Supporters of commercial surrogacy, like Cohen, contend that the woman remains in total control of her body and the practice is not exploitive.

How can women be in total control of their bodies and not be able to change their minds? Typically, gay men use eggs from one woman and the womb of another. Neither woman has any legal rights over the child.

 

Steinem’s opposition to the commercial-surrogacy bill made headlines. But feminists in Europe generally do not support the practice.

Most of Europe has never allowed surrogacy, altruistic or commercial. Documents that frame European laws look at this as reproductive trafficking and violence against women.

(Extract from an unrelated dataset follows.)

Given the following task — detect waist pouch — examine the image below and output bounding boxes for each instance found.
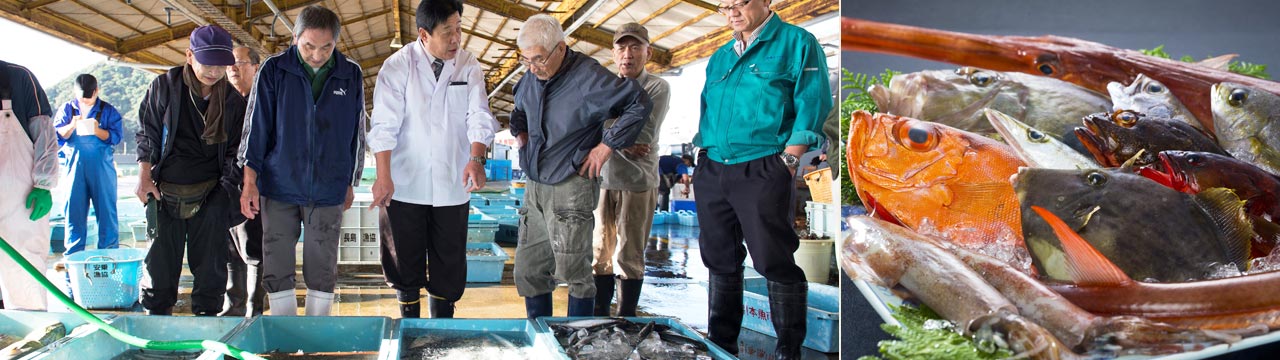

They also see a commercial contract as an undignified way to bring a child into the world.

Commercial surrogacy in the Global South has also become an issue because women and children have been harmed.

 

Why is America different? We like free markets and less governmental intervention. We are more likely to let technology have its way and only let the government step in when a critical mass of information forces a change in our views.

Surrogate mothers and their babies have died in America, but everyone also knows someone who can’t have children. The marketing and messaging is powerful.

 

Is there reason to hope that Americans will rethink their tolerance of this practice?

I was encouraged to see Steinem go public. It shows we can build a coalition, and it was a big step for someone who has not spent much time on this issue. I hope it will give more people boldness.

Overall, this is a state issue. U.S. presidents have not shown any interest in securing federal law to address commercial surrogacy. Looking ahead, we still need to do much more to make the case for why we should oppose all forms of surrogacy.